WhatsApp, Skype, Signal, Telegram, Messenger, Google Meet…

Quelques noms de messageries connues du grand public qui sont malheureusement également utilisées en entreprise. Ces messageries sont généralement partie intégrante des outils de collaboration interne et échappent pour la plupart du temps au contrôle de la DSI. Leur gratuité et leurs fonctionnalités facilitent les usages des collaborateurs et optimisent les flux de communication internes et externes. Le  problème majeur, c’est qu’elles sont très loin des standards de sécurité qui devraient être en vigueur dans toutes les organisations.
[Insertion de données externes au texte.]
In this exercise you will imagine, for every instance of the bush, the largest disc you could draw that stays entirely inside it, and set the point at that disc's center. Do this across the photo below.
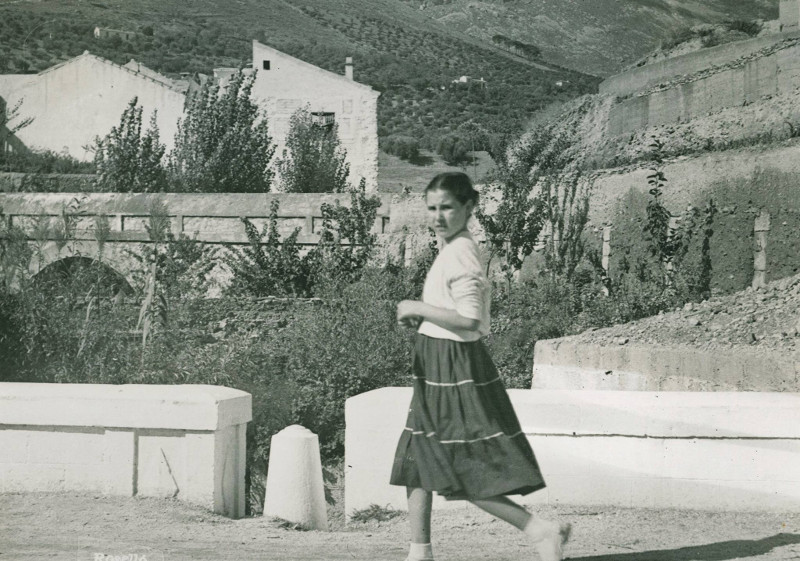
(453, 149)
(128, 160)
(223, 143)
(314, 160)
(404, 147)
Vous souhaitez renoncer à l’utilisation parfois sauvage de ces applications grand public et garantir la souveraineté de vos informations professionnelles en optant pour une solution de communication mobile B2B ? Cet article est fait pour vous.

L’usage des messageries mobiles grand public en entreprise

Il n’existe pas toujours de règles claires quant à l’utilisation des applications grand public en entreprise. Parfois, c’est la DSI qui est à l’initiative pour dépanner un salarié qui a besoin de communiquer facilement et rapidement avec un  contact externe. Mais le plus souvent, ces outils sont utilisés en mode shadow IT, c’est-à-dire directement par les salariés et à l’insu de la DSI. C’est ainsi que des documents professionnels confidentiels ou des historiques de conversation se retrouvent hébergés sur les serveurs de Whatsapp/Facebook, Google ou Telegram  par exemple.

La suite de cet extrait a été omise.